Rule number one in employment law is that either the employer or the employee may end the relationship at any time for good reason, bad reason or no reason at all. In the cold light of day, it’s a reminder that our common law heritage has its brutish side. It’s particularly harsh on employees, and it can also make it hard for employers to keep talent. Many people are surprised to discover that this is the basic rule throughout the U.S. (with a limited exception in Montana). And everyone’s reaction is to try to shift the balance of power.
That’s why we focus on the exceptions. Employees look for greater protection. Employers worry about unintended guarantees of employment, violation of anti-discrimination laws and the enforceability of non-compete agreements.
Let’s take a step back to get an overview. There are four kinds of exceptions to the doctrine of at will employment. These have their roots in tort law, contract law, federal anti-discrimination, and other public policy laws.
The Outrageously Bad Conduct Exception
An employee may be able to bring a civil suit on the basis of what might loosely be described as outrageously bad conduct on the part of an employer in terminating the worker’s job. For the legally minded, think about assault, battery, invasion of privacy, or intentional infliction of emotional distress. This is largely theoretical, and should be pretty easy for the average employer to avoid. However, be particularly careful in situations involving drug screening and monitoring the use of social media.

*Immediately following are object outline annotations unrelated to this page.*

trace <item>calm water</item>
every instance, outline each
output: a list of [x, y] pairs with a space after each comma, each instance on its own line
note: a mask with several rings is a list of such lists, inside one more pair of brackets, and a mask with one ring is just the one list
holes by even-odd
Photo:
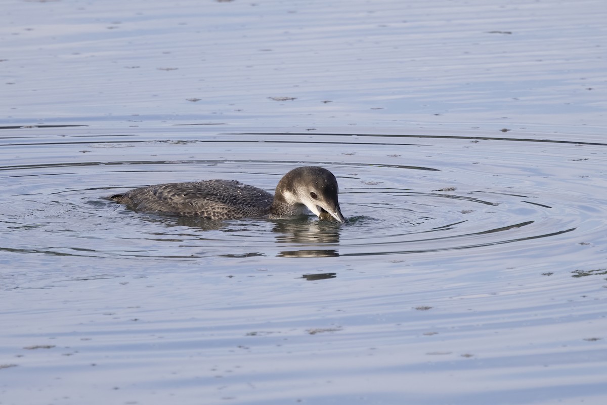
[[[604, 2], [4, 9], [0, 404], [607, 401]], [[302, 165], [349, 223], [106, 199]]]

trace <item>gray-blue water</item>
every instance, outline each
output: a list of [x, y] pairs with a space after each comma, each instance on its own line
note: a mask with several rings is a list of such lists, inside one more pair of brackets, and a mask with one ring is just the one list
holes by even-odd
[[607, 400], [604, 2], [5, 2], [2, 405]]

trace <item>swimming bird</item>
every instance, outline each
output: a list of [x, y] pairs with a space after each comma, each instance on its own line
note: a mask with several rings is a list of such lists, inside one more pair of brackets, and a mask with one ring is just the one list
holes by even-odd
[[338, 191], [333, 173], [304, 166], [285, 174], [274, 196], [237, 180], [208, 180], [141, 187], [110, 198], [137, 211], [209, 219], [280, 218], [310, 209], [321, 219], [345, 222]]

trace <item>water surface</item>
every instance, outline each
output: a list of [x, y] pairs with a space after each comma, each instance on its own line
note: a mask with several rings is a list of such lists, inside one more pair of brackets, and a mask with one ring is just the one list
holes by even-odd
[[[607, 9], [12, 1], [2, 404], [603, 404]], [[350, 222], [107, 197], [331, 170]]]

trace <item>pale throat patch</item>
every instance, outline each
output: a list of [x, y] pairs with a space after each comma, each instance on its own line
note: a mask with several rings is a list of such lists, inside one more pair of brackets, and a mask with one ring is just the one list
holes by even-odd
[[[317, 216], [320, 214], [320, 211], [319, 211], [316, 204], [310, 203], [310, 205], [307, 205], [307, 204], [306, 204], [306, 202], [307, 202], [301, 201], [296, 196], [295, 194], [291, 192], [291, 191], [285, 191], [282, 195], [283, 197], [285, 197], [285, 201], [286, 201], [288, 204], [296, 207], [296, 211], [297, 214], [307, 214], [308, 209], [309, 209]], [[306, 206], [308, 208], [306, 208]]]

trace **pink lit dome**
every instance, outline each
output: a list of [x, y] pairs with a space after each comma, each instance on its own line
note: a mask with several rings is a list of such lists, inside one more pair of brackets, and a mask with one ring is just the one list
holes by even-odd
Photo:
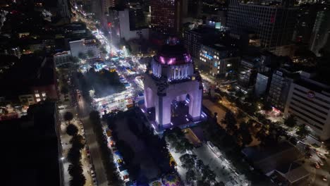
[[164, 45], [155, 59], [164, 65], [181, 65], [191, 62], [190, 55], [183, 45], [173, 42]]

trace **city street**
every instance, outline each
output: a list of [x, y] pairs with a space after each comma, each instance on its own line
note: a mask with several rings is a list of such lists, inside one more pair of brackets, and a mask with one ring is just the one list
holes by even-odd
[[[69, 181], [71, 179], [71, 176], [68, 173], [68, 168], [70, 164], [66, 159], [67, 154], [68, 150], [71, 148], [71, 145], [69, 142], [71, 137], [66, 134], [66, 126], [67, 123], [63, 121], [63, 116], [65, 112], [71, 111], [73, 112], [72, 109], [65, 109], [61, 110], [60, 111], [60, 118], [61, 118], [61, 140], [62, 142], [62, 149], [63, 149], [63, 154], [62, 156], [63, 157], [63, 170], [64, 170], [64, 183], [66, 186], [69, 185]], [[77, 128], [78, 128], [78, 134], [82, 135], [83, 128], [79, 124], [79, 121], [76, 119], [73, 120], [71, 122], [71, 124], [75, 125]], [[86, 178], [86, 183], [85, 185], [93, 185], [93, 180], [92, 178], [92, 175], [90, 174], [90, 167], [92, 166], [90, 164], [90, 160], [87, 155], [87, 152], [85, 148], [82, 150], [82, 158], [81, 158], [81, 163], [82, 164], [82, 170], [83, 174], [85, 178]]]
[[204, 165], [208, 165], [214, 170], [216, 175], [216, 181], [222, 181], [226, 185], [250, 185], [246, 178], [243, 175], [238, 175], [231, 163], [224, 159], [224, 155], [216, 157], [207, 144], [203, 143], [202, 147], [195, 148], [193, 152], [203, 161]]

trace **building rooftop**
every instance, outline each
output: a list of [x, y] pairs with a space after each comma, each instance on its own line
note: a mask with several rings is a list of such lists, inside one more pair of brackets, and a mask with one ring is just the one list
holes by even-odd
[[209, 35], [212, 33], [221, 32], [221, 31], [217, 29], [206, 26], [198, 27], [197, 28], [191, 30], [190, 32], [196, 32], [200, 35]]
[[164, 45], [155, 58], [159, 63], [167, 65], [179, 65], [191, 61], [187, 49], [178, 43]]
[[54, 62], [51, 58], [33, 54], [23, 55], [20, 61], [1, 76], [0, 94], [15, 98], [30, 93], [31, 86], [54, 85]]
[[[55, 104], [38, 104], [22, 118], [0, 122], [3, 185], [61, 185]], [[13, 176], [15, 175], [15, 176]], [[19, 178], [18, 179], [18, 178]]]
[[329, 85], [305, 78], [302, 78], [296, 80], [295, 83], [310, 90], [326, 94], [327, 97], [330, 97]]
[[248, 147], [242, 150], [242, 153], [264, 174], [291, 163], [302, 156], [299, 150], [288, 142], [271, 147]]

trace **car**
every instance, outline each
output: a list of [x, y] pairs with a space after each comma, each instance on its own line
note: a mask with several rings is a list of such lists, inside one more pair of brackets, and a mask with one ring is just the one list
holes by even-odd
[[308, 157], [308, 158], [310, 158], [310, 159], [311, 159], [313, 156], [312, 156], [312, 154], [310, 154], [310, 153], [307, 153], [307, 154], [306, 154], [306, 156]]
[[315, 162], [315, 163], [314, 163], [314, 166], [316, 168], [319, 168], [319, 163], [318, 163], [317, 162]]

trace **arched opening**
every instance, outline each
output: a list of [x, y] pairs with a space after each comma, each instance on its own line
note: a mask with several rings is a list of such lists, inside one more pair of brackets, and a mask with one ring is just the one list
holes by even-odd
[[192, 97], [189, 94], [183, 94], [172, 100], [171, 104], [171, 125], [181, 125], [191, 121], [189, 114], [191, 99]]

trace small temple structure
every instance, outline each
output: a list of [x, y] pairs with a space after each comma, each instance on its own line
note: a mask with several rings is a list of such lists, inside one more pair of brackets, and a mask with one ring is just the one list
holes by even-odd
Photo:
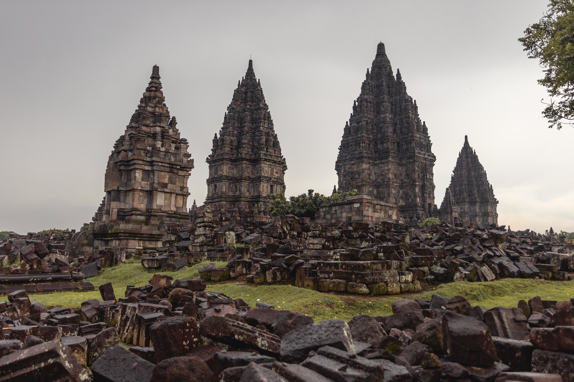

This is real, on the other hand. It may be worth negotiating contracts with your valued employees because contract terms generally trump common law doctrines. Even a severance agreement may give workers a sense of security that you actually intend to keep in them in the long term.
The problem is with unintended contractual provisions, created either in writing or orally. Statements made in an interview or in an employee handbook about termination only for cause or progressive discipline may be enough to create an unintended guarantee. That’s why written material, in particular, is heavily caveated.
Federal Anti-discrimination Laws
These are more narrowly tailored than most people, employers and employees, realize. The essential concept is “protected class.” Specific statutes are designed to protect employees in a particular protected class from particular adverse action.
• For example, the Age Discrimination in Employment Act protects workers over the age of 40. It doesn’t do anything for the 23-year-old who may be unfairly treated.
• Title VII of the Civil Rights Act of 1964 protects employees from discrimination based on race, color, religion, gender or national origin. Some states have expanded these categories. New York, for example, also includes sexual orientation, military status and marital status. In other jurisdictions the categories have been narrowly interpreted, excluding from the category of gender, for example, those with child care responsibilities.
• The Americans with Disabilities Act and the ADA Amendments Act of 2008 parse very carefully through what is and what is not a disability and protect only individuals who are otherwise able to do the job with reasonable accommodation, also a heavily defined term.
The application of these rules requires very specific application of the relevant state law to specific facts, so generic observations may be misleading.
Other Public Policy Provisions
These are other categories of law designed to protect employees or the public in general, but not from discrimination. The Occupational Safety and Health Act is one, as are various whistle blower statutes. Workers may not be terminated or otherwise disciplined for refusing to work in unsafe conditions or reporting illegal activity.
Small Businesses Need to Think Proactively
The first step any business should take is to consider what its hiring needs actually are. Only employees are protected by employment law. For short-term or intermittent jobs, hiring an independent contractor may be a better choice. However, employers may face considerable legal penalties for misclassifying an employee as an independent contractor. Secondly, careful development and training in hiring and firing protocols is much less expensive than defending against litigation. Finally, remember that these laws are not self-enforcing. Workers who are satisfied with their jobs rarely sue their employers. A disgruntled workforce, on the other hand, can be dangerous.